Environmental Science

The academic activities in the environmental science (ES) subdivision under EEGS are devoted to both Teaching and Research. Various research activities conducted by the ES team are heavily associated with micro- and nano- technologies with practically unlimited application potential. Some of the current research activities (and other projects under development) include inter-institutional collaborative work that will increase student exposure to multi-disciplinary fields. The ES research team currently has five research foci:

1. Environmental Monitoring and Exposure Research (Figures 1, 2, & 3)
With multiple pieces of state-of-the-art chromatography equipment present on-site, practically all types of environmental samples such as soil, water, and air can be analyzed in the department’s environmental laboratory for in-depth academic research activities. Quality standards for analysis have been set through the ERICC project. Current projects and other projects being developed in this category include studies in the following areas: particulate matter (PM) spatial distribution in the downtown Durham area; effects of human traffic on indoor PM distribution; air pollutant dispersion modeling; metal distribution in the air; river and lake water quality studies; drinking water contamination; and soil contamination. Students in this project gain hands-on experience with equipment for analyzing air and water samples.

2. Environmental Health Studies (Figures 4, 5, & 6).
Understanding how our bodies respond to various types of pollutants is an essential piece of information for developing preventive measures. For this reason, cardiopulmonary physiological responses to air and water contaminants will be monitored by using portable electrocardiograms (ECG) units and spirometers acquired by the department. These data are usually matched with the data from monitoring and exposure studies. Spatial distribution mapping using GIS techniques is a major component of the study. Long-term follow up study for locally/regionally relevant diseases such as Rocky Mountain Spotted Fever is part of this project. Students involved in this research will be trained for handling ECG and spirometers and basic interpretation skills, as well as GIS training.

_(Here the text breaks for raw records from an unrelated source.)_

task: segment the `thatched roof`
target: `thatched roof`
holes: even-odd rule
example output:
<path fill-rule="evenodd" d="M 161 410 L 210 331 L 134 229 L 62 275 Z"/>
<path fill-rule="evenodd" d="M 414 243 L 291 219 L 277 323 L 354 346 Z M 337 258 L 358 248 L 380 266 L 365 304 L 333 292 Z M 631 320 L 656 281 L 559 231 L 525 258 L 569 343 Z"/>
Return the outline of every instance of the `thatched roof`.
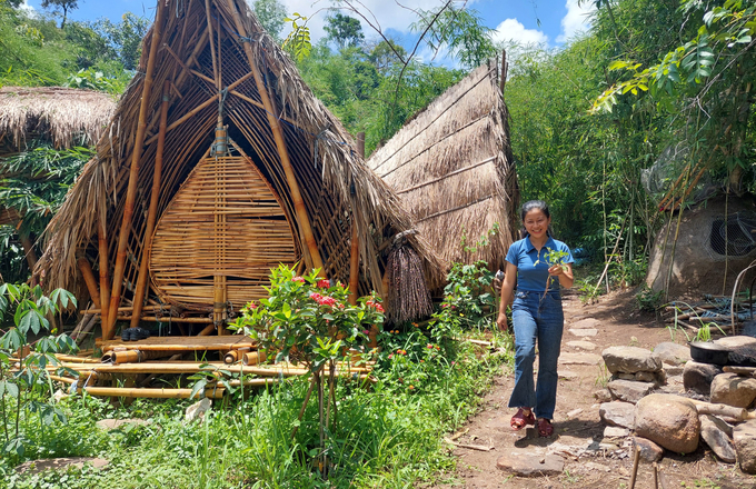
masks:
<path fill-rule="evenodd" d="M 498 62 L 491 60 L 448 89 L 368 160 L 447 261 L 483 259 L 504 269 L 519 201 L 507 119 Z M 490 243 L 477 244 L 495 223 L 499 232 Z"/>
<path fill-rule="evenodd" d="M 116 110 L 107 93 L 62 87 L 0 88 L 0 141 L 18 151 L 33 138 L 56 148 L 97 142 Z"/>
<path fill-rule="evenodd" d="M 263 31 L 245 1 L 211 0 L 210 16 L 206 12 L 205 2 L 186 2 L 182 6 L 178 11 L 170 8 L 167 16 L 161 48 L 157 53 L 153 89 L 147 101 L 147 138 L 139 167 L 132 232 L 128 241 L 125 288 L 129 289 L 136 282 L 139 263 L 148 258 L 145 249 L 148 239 L 143 230 L 156 161 L 162 100 L 160 87 L 168 81 L 171 89 L 158 219 L 166 214 L 171 199 L 213 141 L 219 110 L 219 90 L 213 84 L 213 58 L 220 66 L 218 78 L 222 86 L 243 80 L 233 90 L 222 93 L 229 134 L 253 160 L 272 192 L 280 197 L 287 220 L 294 223 L 297 253 L 304 260 L 308 259 L 268 113 L 262 108 L 255 79 L 249 77 L 250 64 L 245 52 L 245 43 L 248 43 L 253 64 L 260 70 L 267 91 L 277 106 L 276 116 L 281 121 L 286 147 L 327 276 L 348 282 L 349 238 L 352 226 L 356 226 L 361 259 L 360 293 L 370 289 L 380 291 L 392 237 L 412 228 L 409 213 L 404 210 L 399 198 L 367 168 L 352 149 L 354 141 L 341 123 L 315 98 L 292 61 Z M 235 9 L 240 12 L 248 39 L 238 33 Z M 208 18 L 213 24 L 212 48 L 208 41 Z M 46 231 L 46 252 L 38 272 L 44 273 L 44 281 L 50 288 L 71 288 L 72 282 L 78 280 L 77 253 L 86 253 L 91 262 L 98 262 L 98 214 L 107 222 L 109 262 L 116 261 L 117 234 L 125 213 L 129 167 L 145 87 L 143 73 L 155 29 L 153 26 L 145 38 L 139 74 L 122 96 L 106 134 L 99 140 L 97 157 L 86 166 Z M 256 237 L 239 236 L 238 239 L 253 240 Z M 410 232 L 406 240 L 419 255 L 425 273 L 431 280 L 439 280 L 441 261 L 422 238 Z"/>

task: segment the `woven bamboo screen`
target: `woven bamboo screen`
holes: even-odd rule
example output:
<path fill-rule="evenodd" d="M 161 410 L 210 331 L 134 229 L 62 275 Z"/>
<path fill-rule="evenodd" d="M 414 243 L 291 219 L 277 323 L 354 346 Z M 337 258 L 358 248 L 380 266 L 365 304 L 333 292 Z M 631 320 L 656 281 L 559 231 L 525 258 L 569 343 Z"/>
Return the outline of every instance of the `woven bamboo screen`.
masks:
<path fill-rule="evenodd" d="M 160 218 L 150 250 L 165 301 L 205 310 L 217 287 L 235 307 L 267 297 L 270 269 L 298 259 L 278 196 L 245 157 L 205 158 Z"/>

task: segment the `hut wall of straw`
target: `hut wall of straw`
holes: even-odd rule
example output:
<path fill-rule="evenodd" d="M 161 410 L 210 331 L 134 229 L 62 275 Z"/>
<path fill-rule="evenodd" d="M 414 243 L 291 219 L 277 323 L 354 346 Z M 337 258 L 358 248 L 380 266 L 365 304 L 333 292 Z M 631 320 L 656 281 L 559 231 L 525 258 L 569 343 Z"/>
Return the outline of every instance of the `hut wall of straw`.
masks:
<path fill-rule="evenodd" d="M 162 100 L 159 87 L 165 81 L 170 84 L 170 102 L 158 219 L 209 150 L 221 110 L 231 140 L 249 156 L 279 197 L 286 219 L 291 223 L 296 256 L 310 261 L 268 112 L 250 76 L 246 43 L 251 48 L 253 64 L 275 101 L 275 117 L 284 131 L 326 275 L 348 282 L 354 226 L 359 237 L 359 292 L 380 292 L 385 269 L 385 257 L 380 250 L 386 248 L 382 243 L 412 228 L 409 213 L 404 210 L 396 193 L 367 168 L 354 150 L 352 139 L 315 98 L 295 64 L 263 31 L 247 3 L 213 0 L 209 4 L 209 14 L 205 2 L 188 2 L 180 11 L 171 9 L 161 29 L 153 89 L 148 101 L 147 137 L 137 180 L 137 204 L 126 250 L 123 287 L 127 300 L 137 282 L 139 266 L 150 252 L 152 237 L 146 236 L 147 214 Z M 239 34 L 236 20 L 241 22 L 249 38 Z M 72 282 L 78 280 L 77 252 L 84 253 L 92 263 L 99 261 L 98 219 L 107 224 L 107 262 L 116 262 L 145 87 L 143 73 L 155 29 L 153 26 L 143 40 L 143 54 L 137 70 L 139 74 L 129 84 L 99 140 L 97 157 L 86 166 L 46 231 L 46 252 L 37 271 L 44 276 L 48 288 L 71 288 Z M 225 90 L 229 86 L 231 89 Z M 238 236 L 236 239 L 256 237 Z M 439 283 L 442 279 L 440 258 L 419 234 L 409 233 L 407 240 L 422 262 L 425 277 L 419 279 L 428 280 L 431 287 Z M 212 303 L 212 298 L 208 298 L 208 302 Z M 407 310 L 404 316 L 411 317 L 412 313 Z"/>
<path fill-rule="evenodd" d="M 368 160 L 446 261 L 493 269 L 504 269 L 519 200 L 498 74 L 495 60 L 474 70 Z"/>
<path fill-rule="evenodd" d="M 49 140 L 58 149 L 93 144 L 115 110 L 112 97 L 93 90 L 2 87 L 0 141 L 6 150 L 13 151 L 34 138 Z"/>

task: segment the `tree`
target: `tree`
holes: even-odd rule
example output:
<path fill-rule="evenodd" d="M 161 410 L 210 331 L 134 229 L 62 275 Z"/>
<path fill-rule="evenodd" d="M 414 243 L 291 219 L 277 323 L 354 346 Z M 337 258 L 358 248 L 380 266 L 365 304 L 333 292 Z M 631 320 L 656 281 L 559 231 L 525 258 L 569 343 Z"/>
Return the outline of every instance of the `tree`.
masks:
<path fill-rule="evenodd" d="M 286 8 L 279 0 L 255 0 L 252 10 L 257 20 L 275 39 L 280 40 L 286 19 Z"/>
<path fill-rule="evenodd" d="M 412 23 L 415 32 L 429 32 L 428 46 L 438 52 L 445 46 L 462 67 L 476 68 L 496 56 L 491 29 L 483 23 L 477 10 L 452 4 L 432 10 L 419 10 L 420 19 Z"/>
<path fill-rule="evenodd" d="M 357 47 L 365 40 L 359 20 L 344 13 L 329 17 L 325 29 L 328 32 L 328 39 L 335 41 L 339 49 Z"/>
<path fill-rule="evenodd" d="M 63 11 L 63 20 L 60 22 L 60 28 L 66 28 L 66 19 L 68 17 L 68 11 L 79 8 L 79 0 L 42 0 L 43 9 L 52 9 L 54 11 Z"/>

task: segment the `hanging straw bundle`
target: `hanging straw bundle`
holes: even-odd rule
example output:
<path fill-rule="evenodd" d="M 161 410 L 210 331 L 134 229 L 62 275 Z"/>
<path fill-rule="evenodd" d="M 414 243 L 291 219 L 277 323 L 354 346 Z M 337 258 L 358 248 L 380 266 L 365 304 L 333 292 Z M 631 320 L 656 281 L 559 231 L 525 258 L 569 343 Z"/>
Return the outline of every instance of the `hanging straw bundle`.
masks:
<path fill-rule="evenodd" d="M 400 323 L 421 316 L 430 316 L 430 292 L 425 286 L 422 263 L 417 252 L 407 243 L 395 247 L 386 263 L 388 293 L 386 320 Z"/>

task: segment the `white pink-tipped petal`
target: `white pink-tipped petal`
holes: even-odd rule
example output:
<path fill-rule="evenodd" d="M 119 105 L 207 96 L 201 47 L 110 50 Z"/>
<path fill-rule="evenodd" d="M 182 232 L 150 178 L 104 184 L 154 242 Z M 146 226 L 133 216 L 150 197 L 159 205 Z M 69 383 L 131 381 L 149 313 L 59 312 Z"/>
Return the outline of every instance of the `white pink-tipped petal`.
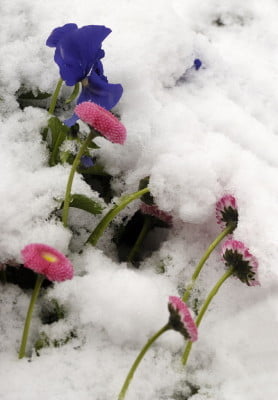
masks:
<path fill-rule="evenodd" d="M 126 128 L 110 111 L 90 101 L 78 104 L 74 111 L 82 121 L 91 125 L 110 142 L 125 142 Z"/>

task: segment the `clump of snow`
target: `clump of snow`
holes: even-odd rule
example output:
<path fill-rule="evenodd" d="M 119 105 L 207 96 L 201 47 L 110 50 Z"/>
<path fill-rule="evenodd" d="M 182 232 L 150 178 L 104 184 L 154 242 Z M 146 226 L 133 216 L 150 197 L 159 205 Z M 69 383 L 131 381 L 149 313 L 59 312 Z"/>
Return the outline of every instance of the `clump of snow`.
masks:
<path fill-rule="evenodd" d="M 234 238 L 258 258 L 262 287 L 225 282 L 188 368 L 180 365 L 182 337 L 168 332 L 144 358 L 127 399 L 276 400 L 277 3 L 2 0 L 0 12 L 0 262 L 20 261 L 20 250 L 31 242 L 66 253 L 75 278 L 45 293 L 65 306 L 66 317 L 44 326 L 38 302 L 28 346 L 42 331 L 53 340 L 77 332 L 61 347 L 42 349 L 40 357 L 33 351 L 31 362 L 18 361 L 30 293 L 1 285 L 3 400 L 115 399 L 140 348 L 167 322 L 167 297 L 182 293 L 219 233 L 214 207 L 226 193 L 238 203 Z M 63 199 L 70 167 L 48 166 L 40 135 L 47 112 L 21 110 L 16 100 L 23 89 L 53 92 L 58 68 L 44 43 L 68 22 L 113 31 L 103 44 L 104 68 L 111 83 L 124 87 L 115 111 L 127 141 L 119 146 L 97 139 L 95 154 L 113 176 L 115 195 L 137 190 L 150 176 L 156 204 L 173 215 L 168 237 L 139 270 L 116 261 L 112 228 L 98 244 L 105 254 L 91 247 L 71 252 L 80 243 L 72 245 L 70 230 L 51 214 Z M 198 71 L 195 58 L 202 61 Z M 77 174 L 73 192 L 98 197 Z M 85 239 L 100 218 L 75 210 L 70 224 Z M 194 299 L 205 298 L 224 268 L 217 249 Z M 191 396 L 190 387 L 197 391 Z"/>

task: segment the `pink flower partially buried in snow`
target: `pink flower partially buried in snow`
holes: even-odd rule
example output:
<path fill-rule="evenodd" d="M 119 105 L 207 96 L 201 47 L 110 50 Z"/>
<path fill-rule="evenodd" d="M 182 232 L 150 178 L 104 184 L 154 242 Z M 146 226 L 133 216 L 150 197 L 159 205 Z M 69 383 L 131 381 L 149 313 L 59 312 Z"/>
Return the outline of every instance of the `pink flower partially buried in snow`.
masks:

3. Toxicology Studies on Carbon Nanotubes (CNT).
Carbon Nanotubes have become more popular for their broad applications. Yet their potential danger to human health has not been fully explored mainly due to the short history of public exposure to CNTs. Pilot studies showing the development of granuloma in rodent lung tissues after their exposure to CNT justifies further investigation (Figures 7 & 8). The various types of CNT will be used to produce novel materials for commercial applications. Students in this project will have an opportunity to conduct cellular toxicity studies that they can use for biomedical applications in the future.

4. Novel Nano-Material Synthesis.
Mesoporous, transition-metal containing thin film can be used to decontaminate liquid (both water and air) polluted with toxic organic substances. Preliminary data has shown that novel material (Figures 9, 10, 11, & 12) being developed demonstrates detoxifying performance compared to that of the benchmark material like TiO2. The mesoporous material (having Ti, Nb, and O) also has shown potential for both scientific and commercial applications in the field of thermal control and alternative energy. Students in this research area will learn about fundamental material science theories in physical chemistry. Students will also learn fundamental theories behind alternative energy, fuel cell industries, and energy storage forms.

5. Stereolithography (SL)/Rapid Prototyping application.
The SL technique (including rapid prototyping) has been used in numerous commercial sectors for broad commercial applications. Scaffold generation down to several micrometers is now possible. Synthetic scaffolds using polyethylene glycol (PEG) of various molecular weights has been used for tissue engineering applications. Emphasis is placed on scaffold generation that can be used for hydrogen ion storage orcharge storage. Students on the ES team will learn how to operate the Solidworks program to design scaffolds and will have an opportunity to work on Rapid prototype/SLA equipment at other institutions.